September 2, 2009

  • Vacation Time

    My wife and I have been on a continuous vacation since we retired from teaching in 1985 – and enjoyed almost every minute of it.
    Since 1970, much of our vacation time has been spent in our cottage on a lake in Downeast Maine. It became a cottage when we finally got electricity in 1982. For the first twelve years it was a cabin where we used Aladdin lamps and cooked with gas – which we hauled in. We had a 30 year-old gas refrigerator (Don’t ask how we got that down to the cabin) and we hand-pumped water up from the lake, which was also our bathing pool. One sabbatical year we stayed until late October – our bathing was pretty brief that month! Oh yes, we also had a wood stove for heat – one thing we had plenty of was wood.
    We have lately upgraded the cottage by adding a wing with two more bedrooms, very little of the cabin remains as we bought it. Nowadays our yearly taxes cost more than half of our original purchase price – but of course then there was no road within a quarter mile and then it was just a logging trail. Times of changed, we actually have street signs and a street address – of course the road is still little better than a jeep trail but FedX and UPS do have to deliver – not that they are especially thrilled when they do. Our mailbox is at the head of the private road – about two miles away.
    Our vacation spot is spectacularly beautiful -a very large lake ( two+ miles wide and six+ miles long) with high hills and a mountain at one end. It is a deep lake carved out by the mile-high glacier that covered the area twelve millennia ago.
    We stay here from about July first until mid-October. By then all the foliage has Fall colors and New England is at its most beautiful. As we drive down to Florida, we sort of follow the Fall south.
    Life is good.

Comments (4)

  • That sounds nice I am glad to hear your wife can still enjoy that I bet it is beautiful!

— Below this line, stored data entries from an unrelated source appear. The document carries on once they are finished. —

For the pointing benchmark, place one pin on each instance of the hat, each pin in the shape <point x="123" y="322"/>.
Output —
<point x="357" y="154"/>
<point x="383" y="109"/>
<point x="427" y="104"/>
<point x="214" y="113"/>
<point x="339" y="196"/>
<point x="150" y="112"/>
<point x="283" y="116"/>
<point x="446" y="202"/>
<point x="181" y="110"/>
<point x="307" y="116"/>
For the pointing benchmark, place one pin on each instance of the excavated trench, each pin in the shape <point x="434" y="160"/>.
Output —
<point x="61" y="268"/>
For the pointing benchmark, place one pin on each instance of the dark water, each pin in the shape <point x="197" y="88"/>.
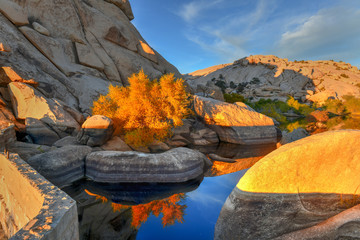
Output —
<point x="162" y="211"/>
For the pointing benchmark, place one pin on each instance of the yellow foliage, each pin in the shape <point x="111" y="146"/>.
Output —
<point x="146" y="110"/>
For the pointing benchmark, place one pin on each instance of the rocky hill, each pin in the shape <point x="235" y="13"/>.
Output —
<point x="271" y="77"/>
<point x="72" y="50"/>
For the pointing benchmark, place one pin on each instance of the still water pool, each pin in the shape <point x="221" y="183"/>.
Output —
<point x="162" y="211"/>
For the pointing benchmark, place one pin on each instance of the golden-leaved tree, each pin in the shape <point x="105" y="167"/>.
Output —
<point x="145" y="110"/>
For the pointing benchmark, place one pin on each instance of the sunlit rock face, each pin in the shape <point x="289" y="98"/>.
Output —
<point x="323" y="163"/>
<point x="176" y="165"/>
<point x="234" y="123"/>
<point x="269" y="77"/>
<point x="75" y="49"/>
<point x="299" y="191"/>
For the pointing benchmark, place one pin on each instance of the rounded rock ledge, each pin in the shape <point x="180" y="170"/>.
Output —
<point x="176" y="165"/>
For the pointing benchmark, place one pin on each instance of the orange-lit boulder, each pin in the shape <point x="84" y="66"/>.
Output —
<point x="28" y="102"/>
<point x="298" y="191"/>
<point x="96" y="131"/>
<point x="234" y="123"/>
<point x="324" y="163"/>
<point x="175" y="165"/>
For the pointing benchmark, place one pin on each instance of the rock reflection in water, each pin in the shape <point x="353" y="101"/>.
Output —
<point x="116" y="211"/>
<point x="243" y="156"/>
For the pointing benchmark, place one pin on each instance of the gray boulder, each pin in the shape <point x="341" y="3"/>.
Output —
<point x="176" y="165"/>
<point x="288" y="137"/>
<point x="40" y="132"/>
<point x="248" y="215"/>
<point x="61" y="166"/>
<point x="27" y="150"/>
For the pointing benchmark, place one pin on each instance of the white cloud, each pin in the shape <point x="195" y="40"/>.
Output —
<point x="192" y="9"/>
<point x="228" y="36"/>
<point x="331" y="33"/>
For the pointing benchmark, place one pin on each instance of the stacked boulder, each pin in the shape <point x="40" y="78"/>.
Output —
<point x="298" y="192"/>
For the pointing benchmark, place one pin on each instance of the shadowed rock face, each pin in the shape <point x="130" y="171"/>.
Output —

  • Sounds like an interesting life.  I’m not sure I could do that, however.   No.  Wait a miniute.  I’m sure.  To much city in me I guess.   But I do think about a simpler life from time to time.

  • Dear Dick,

    I always enjoy seeing comments from you on my sporadic entries. You similarly don’t seem to post so much that it’s difficult to keep up. I read your last two entries last time I visited. (although I didn’t comment.) Re: Universal Health care. I guess I’m satisfied with my medical center and my HMO. The price keeps going up, but it’s pretty neat knowing that I’m only going to pay around 2  or 3 thousand dollars for a 50 or 60 thousand dollar operation! I’m a bit of a socialist, and would like to see healthcare in the U.S. like they have in Canada, however that will never happen, cause our taxes would be raised too high and I’m sure a lot of folks wouldn’t tolerate that. (Esp. those leaning a bit more to the right than I do)

    Re: race relations entry, and the general bad mouthing of our President by the rightwing media. I’m apalled at how so many people are being duped by the right wing when it comes to opinions about Obama. Just this morning I’m reading all the hoopla about his proposed speech to schoolchildren as an attempt to “brainwash” them. My God. Seems in the right’s eyes, Obama can’t do anything that doesn’t have an “agenda”.

    Glad you are having such a grand permanent vacation. I pray that “life is good” for most of mankind. However, that is never the case. Obviously, you had a plan and stuck to it, was able to retire, and are enjoying the good life. I’m enjoying as much of “the good life” as I can these days, what with continuing money and health problems, but I’m always searching for the silver lining, and looking on the sunny side of life.

    Michael F. Nyiri, poet, philosopher, fool

  • My postings are generally focused around the Socrates-cafe blogsite but I do occasionally post personal stuff here.